Fani raperki (zobacz!) zaczęli szybko zastanawiać się, dlaczego podjęcie decyzji zajmuje jej tak długo.
W skróceniu tego czasu postanowili jej pomóc sami pracownicy Białego Domu, od których Minaj otrzymała telefon! 38-latka poinformowała wszystkich w środę na Twitterze, że została zaproszona do Białego Domu po tym, jak na początku tego tygodnia opublikowała kontrowersyjne tweety na temat skutków ubocznych szczepionek.

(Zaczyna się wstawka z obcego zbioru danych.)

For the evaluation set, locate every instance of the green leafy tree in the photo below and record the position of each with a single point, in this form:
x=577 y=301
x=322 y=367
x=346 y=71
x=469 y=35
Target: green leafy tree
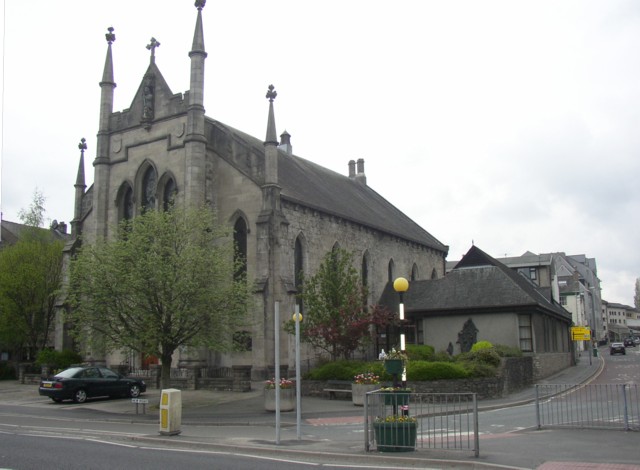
x=166 y=281
x=337 y=319
x=30 y=281
x=34 y=215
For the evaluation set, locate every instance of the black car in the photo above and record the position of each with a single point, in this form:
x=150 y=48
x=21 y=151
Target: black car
x=617 y=348
x=80 y=383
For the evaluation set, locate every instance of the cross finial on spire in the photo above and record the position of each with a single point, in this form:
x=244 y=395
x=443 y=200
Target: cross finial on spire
x=152 y=47
x=110 y=36
x=271 y=94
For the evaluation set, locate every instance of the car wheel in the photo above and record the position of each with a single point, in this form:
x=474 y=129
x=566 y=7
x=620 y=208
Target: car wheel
x=80 y=396
x=134 y=391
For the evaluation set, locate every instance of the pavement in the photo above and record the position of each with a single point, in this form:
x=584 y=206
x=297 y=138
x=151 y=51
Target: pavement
x=234 y=421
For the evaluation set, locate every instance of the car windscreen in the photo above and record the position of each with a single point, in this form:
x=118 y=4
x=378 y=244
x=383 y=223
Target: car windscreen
x=66 y=374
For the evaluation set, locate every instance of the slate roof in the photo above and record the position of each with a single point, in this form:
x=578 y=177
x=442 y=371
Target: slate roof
x=477 y=283
x=316 y=187
x=12 y=231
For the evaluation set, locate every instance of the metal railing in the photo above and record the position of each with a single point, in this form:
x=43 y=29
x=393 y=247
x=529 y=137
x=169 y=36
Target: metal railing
x=594 y=406
x=402 y=421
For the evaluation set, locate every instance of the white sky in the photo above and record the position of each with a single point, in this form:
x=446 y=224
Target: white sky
x=512 y=124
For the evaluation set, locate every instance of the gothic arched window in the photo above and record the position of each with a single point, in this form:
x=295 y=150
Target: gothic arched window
x=124 y=202
x=127 y=204
x=149 y=183
x=240 y=242
x=365 y=279
x=390 y=270
x=169 y=194
x=298 y=268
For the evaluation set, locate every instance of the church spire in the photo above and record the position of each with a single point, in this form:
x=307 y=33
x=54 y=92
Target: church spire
x=271 y=121
x=271 y=142
x=196 y=192
x=153 y=44
x=107 y=86
x=101 y=163
x=80 y=176
x=80 y=187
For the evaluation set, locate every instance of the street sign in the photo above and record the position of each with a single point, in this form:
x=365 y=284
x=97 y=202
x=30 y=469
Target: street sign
x=580 y=333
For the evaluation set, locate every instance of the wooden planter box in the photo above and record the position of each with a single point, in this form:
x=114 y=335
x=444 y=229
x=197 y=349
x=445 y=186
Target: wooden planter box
x=393 y=366
x=399 y=398
x=395 y=437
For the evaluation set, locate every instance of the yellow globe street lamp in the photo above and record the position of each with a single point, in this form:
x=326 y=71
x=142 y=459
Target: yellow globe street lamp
x=401 y=285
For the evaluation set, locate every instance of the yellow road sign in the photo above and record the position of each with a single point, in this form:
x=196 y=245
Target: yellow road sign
x=580 y=333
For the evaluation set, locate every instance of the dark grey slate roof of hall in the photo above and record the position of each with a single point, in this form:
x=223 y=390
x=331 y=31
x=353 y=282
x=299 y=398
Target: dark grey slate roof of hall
x=316 y=187
x=478 y=282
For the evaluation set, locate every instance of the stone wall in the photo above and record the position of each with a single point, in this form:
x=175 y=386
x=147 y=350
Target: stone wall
x=548 y=364
x=515 y=374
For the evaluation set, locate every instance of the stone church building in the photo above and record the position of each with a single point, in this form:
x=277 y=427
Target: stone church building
x=286 y=212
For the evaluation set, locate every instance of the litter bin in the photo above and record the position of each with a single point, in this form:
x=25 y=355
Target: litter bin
x=170 y=412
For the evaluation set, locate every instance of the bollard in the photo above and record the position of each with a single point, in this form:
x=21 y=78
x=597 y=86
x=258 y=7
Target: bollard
x=170 y=412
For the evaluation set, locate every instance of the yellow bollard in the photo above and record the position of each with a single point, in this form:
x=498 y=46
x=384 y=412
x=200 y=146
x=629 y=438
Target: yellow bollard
x=170 y=412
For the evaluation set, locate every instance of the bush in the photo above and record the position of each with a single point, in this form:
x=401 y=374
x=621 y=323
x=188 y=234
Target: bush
x=423 y=370
x=481 y=345
x=442 y=356
x=419 y=352
x=58 y=360
x=7 y=371
x=482 y=356
x=479 y=369
x=338 y=370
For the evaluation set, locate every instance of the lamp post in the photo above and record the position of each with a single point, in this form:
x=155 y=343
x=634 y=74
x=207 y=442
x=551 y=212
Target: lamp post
x=297 y=317
x=401 y=285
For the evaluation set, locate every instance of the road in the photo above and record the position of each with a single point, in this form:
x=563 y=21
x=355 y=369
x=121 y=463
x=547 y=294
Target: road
x=37 y=434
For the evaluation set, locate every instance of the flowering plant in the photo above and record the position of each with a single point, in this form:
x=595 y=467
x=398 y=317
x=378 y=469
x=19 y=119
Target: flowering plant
x=395 y=354
x=395 y=389
x=367 y=378
x=284 y=383
x=396 y=419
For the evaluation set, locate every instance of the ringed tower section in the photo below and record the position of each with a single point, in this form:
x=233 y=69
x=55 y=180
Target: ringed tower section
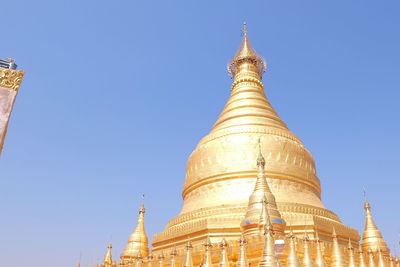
x=221 y=171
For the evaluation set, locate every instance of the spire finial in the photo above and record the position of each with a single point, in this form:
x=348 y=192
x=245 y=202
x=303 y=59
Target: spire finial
x=372 y=237
x=319 y=260
x=307 y=261
x=207 y=257
x=260 y=158
x=361 y=257
x=337 y=256
x=246 y=54
x=350 y=248
x=224 y=255
x=138 y=241
x=268 y=258
x=292 y=260
x=242 y=261
x=188 y=255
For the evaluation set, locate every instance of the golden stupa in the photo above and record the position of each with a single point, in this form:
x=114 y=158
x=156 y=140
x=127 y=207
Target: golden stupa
x=252 y=196
x=221 y=170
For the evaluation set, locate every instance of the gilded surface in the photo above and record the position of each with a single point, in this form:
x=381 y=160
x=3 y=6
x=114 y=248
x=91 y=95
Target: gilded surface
x=232 y=179
x=221 y=171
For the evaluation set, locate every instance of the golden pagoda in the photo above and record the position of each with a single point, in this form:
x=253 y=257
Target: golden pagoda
x=138 y=244
x=372 y=238
x=221 y=171
x=252 y=187
x=10 y=82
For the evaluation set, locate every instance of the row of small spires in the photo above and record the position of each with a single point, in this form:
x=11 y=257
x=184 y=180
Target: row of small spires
x=336 y=259
x=269 y=257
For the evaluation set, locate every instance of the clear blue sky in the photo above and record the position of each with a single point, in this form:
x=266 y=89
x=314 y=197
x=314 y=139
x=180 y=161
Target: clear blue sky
x=118 y=93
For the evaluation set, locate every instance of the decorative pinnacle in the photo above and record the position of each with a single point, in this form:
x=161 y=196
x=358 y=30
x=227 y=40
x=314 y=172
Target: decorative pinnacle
x=242 y=240
x=208 y=244
x=173 y=252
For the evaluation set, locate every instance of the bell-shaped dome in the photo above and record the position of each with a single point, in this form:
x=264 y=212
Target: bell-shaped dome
x=222 y=170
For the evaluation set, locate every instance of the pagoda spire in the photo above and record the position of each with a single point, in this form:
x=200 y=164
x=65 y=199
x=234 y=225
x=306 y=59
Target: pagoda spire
x=261 y=201
x=246 y=100
x=108 y=257
x=337 y=255
x=361 y=256
x=372 y=237
x=307 y=261
x=242 y=261
x=292 y=260
x=188 y=255
x=246 y=54
x=268 y=258
x=138 y=242
x=391 y=261
x=160 y=260
x=224 y=255
x=207 y=257
x=371 y=261
x=351 y=262
x=173 y=255
x=319 y=261
x=138 y=260
x=150 y=260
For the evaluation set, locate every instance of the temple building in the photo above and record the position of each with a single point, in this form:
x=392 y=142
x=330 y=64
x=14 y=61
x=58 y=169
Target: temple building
x=252 y=196
x=10 y=81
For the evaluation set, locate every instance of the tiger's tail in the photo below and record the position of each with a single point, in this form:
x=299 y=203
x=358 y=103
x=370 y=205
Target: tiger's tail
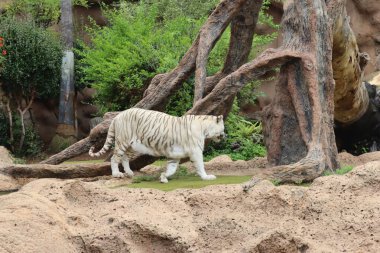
x=107 y=144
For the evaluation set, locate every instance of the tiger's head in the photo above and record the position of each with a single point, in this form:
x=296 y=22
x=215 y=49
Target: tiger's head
x=215 y=128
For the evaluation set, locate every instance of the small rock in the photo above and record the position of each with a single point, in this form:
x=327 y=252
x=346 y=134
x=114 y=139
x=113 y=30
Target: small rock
x=5 y=156
x=151 y=169
x=7 y=183
x=220 y=159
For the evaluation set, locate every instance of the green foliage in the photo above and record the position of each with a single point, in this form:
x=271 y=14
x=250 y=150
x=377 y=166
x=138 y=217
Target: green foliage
x=124 y=56
x=32 y=62
x=244 y=139
x=44 y=12
x=340 y=171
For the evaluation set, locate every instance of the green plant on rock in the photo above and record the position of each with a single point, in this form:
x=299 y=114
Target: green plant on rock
x=244 y=139
x=31 y=69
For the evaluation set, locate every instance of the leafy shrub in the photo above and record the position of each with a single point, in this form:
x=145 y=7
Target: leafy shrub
x=32 y=62
x=124 y=56
x=32 y=145
x=243 y=142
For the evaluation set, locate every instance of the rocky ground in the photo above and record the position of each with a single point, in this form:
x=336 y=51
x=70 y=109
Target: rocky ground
x=334 y=214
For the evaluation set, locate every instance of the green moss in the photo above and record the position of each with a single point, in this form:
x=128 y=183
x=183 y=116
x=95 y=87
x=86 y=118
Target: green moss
x=84 y=161
x=188 y=182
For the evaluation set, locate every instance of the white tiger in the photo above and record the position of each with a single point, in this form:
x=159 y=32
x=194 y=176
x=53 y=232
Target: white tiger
x=159 y=134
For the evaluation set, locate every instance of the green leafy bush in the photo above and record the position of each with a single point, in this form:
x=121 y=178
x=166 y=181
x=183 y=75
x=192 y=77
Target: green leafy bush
x=124 y=56
x=32 y=62
x=44 y=12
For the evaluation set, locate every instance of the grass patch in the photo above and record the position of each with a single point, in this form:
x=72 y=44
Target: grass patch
x=188 y=182
x=340 y=171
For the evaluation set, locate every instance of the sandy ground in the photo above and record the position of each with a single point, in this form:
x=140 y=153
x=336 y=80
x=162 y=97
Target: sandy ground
x=334 y=214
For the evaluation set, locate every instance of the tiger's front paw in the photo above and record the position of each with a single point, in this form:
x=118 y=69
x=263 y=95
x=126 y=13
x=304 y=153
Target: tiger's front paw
x=209 y=177
x=118 y=174
x=129 y=174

Biały Dom mnie zaprosił i myślę, że to krok we właściwym kierunku. Tak, idę. Będę ubrana na różowo jak „Legalna blondynka”, żeby wiedzieli, że to poważny biznes. Będę zadawać pytania w imieniu ludzi, którzy byli wyśmiewani tylko za bycie ludźmi.
- napisała na Twitterze kontrowersyjna gwiazda.
Nicki Minaj dostała telefon z Białego Domu
Magazyn "People" postanowił skontaktować się w tej sprawie, z Białym Domem i okazało się, że urzędnicy prezydenta faktycznie dzwonili do Minaj, jednak o spotkaniu nie było mowy.
Podobnie jak w przypadku innych, zdzwoniliśmy Nicki i jednego z naszych lekarzy, aby mógł odpowiedzieć na jej pytania dotyczące bezpieczeństwa i skuteczności szczepionki.
- brzmiała oficjalna odpowiedzieć biura.
Myślicie, że uda im się przekonać amerykańską Edytę Górniak?